The couple has embraced various experiments to keep their sex life exciting. They follow the "sex first" rule, where they have sex before going out on a date to avoid feeling too full or tired after dinner and wine. Rupert notes that this approach releases positive hormones and reduces stress, enhancing their overall experience.

In terms of frequency, they have sex between one and three times a week, a reduction from their long-distance days but one they accept as normal. They have also explored phases of experimentation, such as bondage, where Eva enjoys being restricted and submissive. "Eva likes to be restricted, so we played with tying her hands back for a while. She wanted to be really submissive, so we tried that too," Rupert shares.

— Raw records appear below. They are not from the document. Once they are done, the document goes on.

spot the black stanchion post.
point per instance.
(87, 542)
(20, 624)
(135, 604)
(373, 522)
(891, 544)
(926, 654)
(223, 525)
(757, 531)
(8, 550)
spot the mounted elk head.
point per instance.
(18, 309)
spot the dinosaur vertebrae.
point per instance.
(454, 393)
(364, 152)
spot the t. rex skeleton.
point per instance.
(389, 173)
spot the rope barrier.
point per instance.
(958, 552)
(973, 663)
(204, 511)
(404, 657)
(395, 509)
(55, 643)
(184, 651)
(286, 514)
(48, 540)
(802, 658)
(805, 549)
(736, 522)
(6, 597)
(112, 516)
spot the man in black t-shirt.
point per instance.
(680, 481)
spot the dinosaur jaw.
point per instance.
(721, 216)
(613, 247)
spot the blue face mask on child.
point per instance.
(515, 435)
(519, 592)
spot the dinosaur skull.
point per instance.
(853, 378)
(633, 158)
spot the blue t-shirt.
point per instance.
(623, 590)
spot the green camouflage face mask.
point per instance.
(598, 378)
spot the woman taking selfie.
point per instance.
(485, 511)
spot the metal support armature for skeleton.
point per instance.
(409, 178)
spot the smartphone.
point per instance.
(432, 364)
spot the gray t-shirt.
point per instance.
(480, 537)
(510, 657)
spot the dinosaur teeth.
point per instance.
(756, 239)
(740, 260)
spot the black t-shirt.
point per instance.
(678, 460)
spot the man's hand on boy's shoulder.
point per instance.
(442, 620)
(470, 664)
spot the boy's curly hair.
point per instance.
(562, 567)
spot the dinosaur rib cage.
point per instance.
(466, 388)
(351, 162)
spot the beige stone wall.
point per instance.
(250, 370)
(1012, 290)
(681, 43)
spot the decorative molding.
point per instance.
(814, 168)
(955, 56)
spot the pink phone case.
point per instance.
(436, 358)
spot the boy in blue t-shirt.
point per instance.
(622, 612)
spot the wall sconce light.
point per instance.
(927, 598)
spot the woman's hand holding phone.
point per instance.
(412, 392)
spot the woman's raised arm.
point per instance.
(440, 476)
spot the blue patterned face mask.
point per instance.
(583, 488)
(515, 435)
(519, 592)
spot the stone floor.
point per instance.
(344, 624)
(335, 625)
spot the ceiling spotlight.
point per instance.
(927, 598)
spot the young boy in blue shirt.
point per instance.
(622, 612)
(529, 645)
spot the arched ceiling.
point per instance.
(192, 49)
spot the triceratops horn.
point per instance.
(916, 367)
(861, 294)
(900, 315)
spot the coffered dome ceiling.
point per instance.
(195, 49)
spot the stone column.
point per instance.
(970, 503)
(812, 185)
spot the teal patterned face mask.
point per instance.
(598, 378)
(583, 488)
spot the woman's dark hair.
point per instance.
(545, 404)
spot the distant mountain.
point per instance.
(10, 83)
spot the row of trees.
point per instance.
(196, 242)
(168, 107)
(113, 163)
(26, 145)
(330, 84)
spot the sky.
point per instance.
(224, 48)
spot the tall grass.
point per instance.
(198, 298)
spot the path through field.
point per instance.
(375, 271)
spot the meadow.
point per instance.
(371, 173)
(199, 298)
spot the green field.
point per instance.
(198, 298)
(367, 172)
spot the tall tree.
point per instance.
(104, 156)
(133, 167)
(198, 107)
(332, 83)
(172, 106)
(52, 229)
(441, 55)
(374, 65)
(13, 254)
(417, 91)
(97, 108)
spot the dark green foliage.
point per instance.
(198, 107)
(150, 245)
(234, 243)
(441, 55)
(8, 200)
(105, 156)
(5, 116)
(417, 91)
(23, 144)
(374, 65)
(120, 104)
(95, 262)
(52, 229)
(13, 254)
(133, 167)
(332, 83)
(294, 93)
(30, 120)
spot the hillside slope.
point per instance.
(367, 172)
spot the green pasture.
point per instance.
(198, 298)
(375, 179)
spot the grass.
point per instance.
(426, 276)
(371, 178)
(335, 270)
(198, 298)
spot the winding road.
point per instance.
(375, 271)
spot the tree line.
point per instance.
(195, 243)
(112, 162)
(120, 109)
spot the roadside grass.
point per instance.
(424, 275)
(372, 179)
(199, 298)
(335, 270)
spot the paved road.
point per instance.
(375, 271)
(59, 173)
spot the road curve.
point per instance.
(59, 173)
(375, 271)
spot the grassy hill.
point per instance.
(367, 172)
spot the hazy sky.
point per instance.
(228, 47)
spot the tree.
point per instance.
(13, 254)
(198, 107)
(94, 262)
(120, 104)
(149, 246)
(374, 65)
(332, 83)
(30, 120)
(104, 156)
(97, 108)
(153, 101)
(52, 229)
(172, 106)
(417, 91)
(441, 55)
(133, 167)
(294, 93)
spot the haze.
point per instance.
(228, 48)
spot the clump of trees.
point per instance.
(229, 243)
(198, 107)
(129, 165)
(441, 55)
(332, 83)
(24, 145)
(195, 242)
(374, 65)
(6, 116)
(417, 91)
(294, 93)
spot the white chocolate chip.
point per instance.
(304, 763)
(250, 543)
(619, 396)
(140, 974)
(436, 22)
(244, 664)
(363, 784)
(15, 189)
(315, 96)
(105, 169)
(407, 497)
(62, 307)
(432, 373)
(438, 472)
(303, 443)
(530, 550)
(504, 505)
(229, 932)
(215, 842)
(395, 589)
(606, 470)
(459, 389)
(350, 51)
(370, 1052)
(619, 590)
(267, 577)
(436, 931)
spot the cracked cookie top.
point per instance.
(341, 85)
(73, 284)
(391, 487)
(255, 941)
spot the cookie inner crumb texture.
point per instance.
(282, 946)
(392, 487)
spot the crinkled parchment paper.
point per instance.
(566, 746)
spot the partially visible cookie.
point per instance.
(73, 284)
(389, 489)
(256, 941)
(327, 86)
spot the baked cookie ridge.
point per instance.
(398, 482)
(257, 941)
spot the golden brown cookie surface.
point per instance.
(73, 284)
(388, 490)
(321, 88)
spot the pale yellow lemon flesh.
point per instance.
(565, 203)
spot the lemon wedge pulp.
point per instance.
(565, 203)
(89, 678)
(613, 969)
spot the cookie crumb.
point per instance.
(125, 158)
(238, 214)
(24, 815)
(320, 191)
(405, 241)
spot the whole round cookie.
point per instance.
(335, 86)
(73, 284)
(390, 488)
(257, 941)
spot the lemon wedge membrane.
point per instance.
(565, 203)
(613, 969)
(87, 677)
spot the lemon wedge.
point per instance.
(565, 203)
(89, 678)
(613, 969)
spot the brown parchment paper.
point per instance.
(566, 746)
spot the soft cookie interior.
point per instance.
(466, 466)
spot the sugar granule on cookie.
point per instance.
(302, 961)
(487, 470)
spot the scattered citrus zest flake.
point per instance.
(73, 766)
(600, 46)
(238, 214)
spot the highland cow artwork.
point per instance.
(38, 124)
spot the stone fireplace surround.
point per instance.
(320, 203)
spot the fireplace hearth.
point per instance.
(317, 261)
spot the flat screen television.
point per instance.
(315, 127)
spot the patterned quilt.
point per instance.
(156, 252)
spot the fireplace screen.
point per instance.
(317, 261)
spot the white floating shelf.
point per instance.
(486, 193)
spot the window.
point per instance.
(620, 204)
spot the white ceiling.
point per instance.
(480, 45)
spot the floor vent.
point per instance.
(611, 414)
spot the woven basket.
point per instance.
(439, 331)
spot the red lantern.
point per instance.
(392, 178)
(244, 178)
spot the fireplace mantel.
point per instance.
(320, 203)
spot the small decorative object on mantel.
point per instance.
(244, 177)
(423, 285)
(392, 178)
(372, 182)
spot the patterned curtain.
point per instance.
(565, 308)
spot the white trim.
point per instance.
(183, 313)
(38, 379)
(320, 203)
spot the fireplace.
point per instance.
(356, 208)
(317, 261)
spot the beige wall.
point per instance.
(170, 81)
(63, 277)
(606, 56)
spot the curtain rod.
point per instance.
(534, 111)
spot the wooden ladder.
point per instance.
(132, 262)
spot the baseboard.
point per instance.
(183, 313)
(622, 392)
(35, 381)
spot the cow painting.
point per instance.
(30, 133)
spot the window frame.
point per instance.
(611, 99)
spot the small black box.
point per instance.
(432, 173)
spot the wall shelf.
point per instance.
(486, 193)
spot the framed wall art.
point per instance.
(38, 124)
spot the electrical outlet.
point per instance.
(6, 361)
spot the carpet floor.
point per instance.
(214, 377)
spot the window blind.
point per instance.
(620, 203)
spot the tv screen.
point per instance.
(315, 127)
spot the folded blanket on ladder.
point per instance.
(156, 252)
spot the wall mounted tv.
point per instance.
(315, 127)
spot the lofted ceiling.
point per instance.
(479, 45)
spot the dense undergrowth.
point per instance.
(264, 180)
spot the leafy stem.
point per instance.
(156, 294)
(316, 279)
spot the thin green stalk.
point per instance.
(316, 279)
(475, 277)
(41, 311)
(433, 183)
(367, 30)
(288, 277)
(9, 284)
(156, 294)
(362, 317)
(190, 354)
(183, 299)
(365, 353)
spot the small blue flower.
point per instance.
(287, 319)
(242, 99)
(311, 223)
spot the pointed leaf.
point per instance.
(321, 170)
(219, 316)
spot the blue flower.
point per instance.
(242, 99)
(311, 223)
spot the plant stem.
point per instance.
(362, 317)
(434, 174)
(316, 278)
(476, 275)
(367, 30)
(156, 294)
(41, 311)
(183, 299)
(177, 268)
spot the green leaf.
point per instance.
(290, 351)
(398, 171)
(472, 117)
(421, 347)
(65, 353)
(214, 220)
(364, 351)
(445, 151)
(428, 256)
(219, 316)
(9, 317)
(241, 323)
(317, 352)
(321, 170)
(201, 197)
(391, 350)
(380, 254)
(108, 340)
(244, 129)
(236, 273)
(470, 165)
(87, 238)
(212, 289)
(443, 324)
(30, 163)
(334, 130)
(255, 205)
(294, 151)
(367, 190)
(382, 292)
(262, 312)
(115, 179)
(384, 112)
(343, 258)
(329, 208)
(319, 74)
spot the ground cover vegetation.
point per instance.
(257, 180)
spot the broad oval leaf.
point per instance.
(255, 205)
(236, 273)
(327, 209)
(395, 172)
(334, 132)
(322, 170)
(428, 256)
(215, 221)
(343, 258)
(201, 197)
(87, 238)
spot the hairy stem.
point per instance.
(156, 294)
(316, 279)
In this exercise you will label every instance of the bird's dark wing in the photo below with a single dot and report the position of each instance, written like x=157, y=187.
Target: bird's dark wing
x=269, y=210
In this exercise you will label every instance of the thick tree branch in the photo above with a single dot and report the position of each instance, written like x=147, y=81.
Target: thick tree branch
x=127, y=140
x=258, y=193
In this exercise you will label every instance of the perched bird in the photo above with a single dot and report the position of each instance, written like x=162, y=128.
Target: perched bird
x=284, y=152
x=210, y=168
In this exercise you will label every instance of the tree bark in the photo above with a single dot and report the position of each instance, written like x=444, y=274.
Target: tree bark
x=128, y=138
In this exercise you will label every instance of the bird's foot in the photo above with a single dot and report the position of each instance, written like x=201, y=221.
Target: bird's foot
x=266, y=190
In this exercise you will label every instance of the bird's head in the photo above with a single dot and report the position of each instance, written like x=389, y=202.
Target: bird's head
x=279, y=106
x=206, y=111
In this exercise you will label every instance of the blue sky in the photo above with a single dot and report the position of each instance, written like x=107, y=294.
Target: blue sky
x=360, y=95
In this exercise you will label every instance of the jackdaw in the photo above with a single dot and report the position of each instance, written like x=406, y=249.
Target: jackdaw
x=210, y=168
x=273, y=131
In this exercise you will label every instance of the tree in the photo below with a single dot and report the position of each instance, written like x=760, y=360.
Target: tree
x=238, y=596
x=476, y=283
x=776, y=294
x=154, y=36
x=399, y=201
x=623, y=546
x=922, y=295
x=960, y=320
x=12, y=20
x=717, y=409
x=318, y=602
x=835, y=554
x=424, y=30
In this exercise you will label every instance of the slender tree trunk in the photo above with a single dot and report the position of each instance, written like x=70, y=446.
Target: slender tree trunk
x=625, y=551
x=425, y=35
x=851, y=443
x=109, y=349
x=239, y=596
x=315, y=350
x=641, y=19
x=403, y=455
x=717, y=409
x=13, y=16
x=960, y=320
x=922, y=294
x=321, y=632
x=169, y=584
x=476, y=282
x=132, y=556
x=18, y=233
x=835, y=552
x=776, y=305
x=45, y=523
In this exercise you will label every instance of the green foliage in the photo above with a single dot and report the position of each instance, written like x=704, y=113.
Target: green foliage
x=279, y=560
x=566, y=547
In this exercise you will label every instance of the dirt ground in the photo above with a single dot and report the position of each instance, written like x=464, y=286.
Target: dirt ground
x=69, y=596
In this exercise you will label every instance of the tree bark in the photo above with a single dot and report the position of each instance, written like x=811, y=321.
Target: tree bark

Adding Visual Elements and Overcoming Past Shame

To add a new layer to their intimacy, Rupert moved a large mirror next to their bed, which Eva typically uses for dressing up. He believes this visual element is something most people should try, as it allows them to see their interactions during sex, breaking the monotony of routine. "It adds a new layer, which is important, because if you do something 1,000 times it becomes normal at some point – that applies to sex, too," he explains.

Eva reflects on her past struggles with sex, stemming from a lack of sex education and toxic attitudes during her school years. "I had a lot of shame around sex growing up. I found the lack of sex education combined with the toxic British public schoolboy attitude towards women quite damaging," she says. Meeting Rupert changed her perspective, allowing her to explore her imagination and enjoy sex more fully. She has discovered a new animalistic side to herself through their adventures.

Maintaining Tactility and Adventure in Marriage

Despite the changes, the couple remains very tactile and committed to exploring each other. Eva emphasises that while their sex life is less spontaneous now, it has become more adventurous. "It's less spontaneous, but I think we're more adventurous with the sex we have. I've discovered a new animalistic side to me," she states. Their journey highlights how intentionality and openness can transform intimacy in long-term relationships.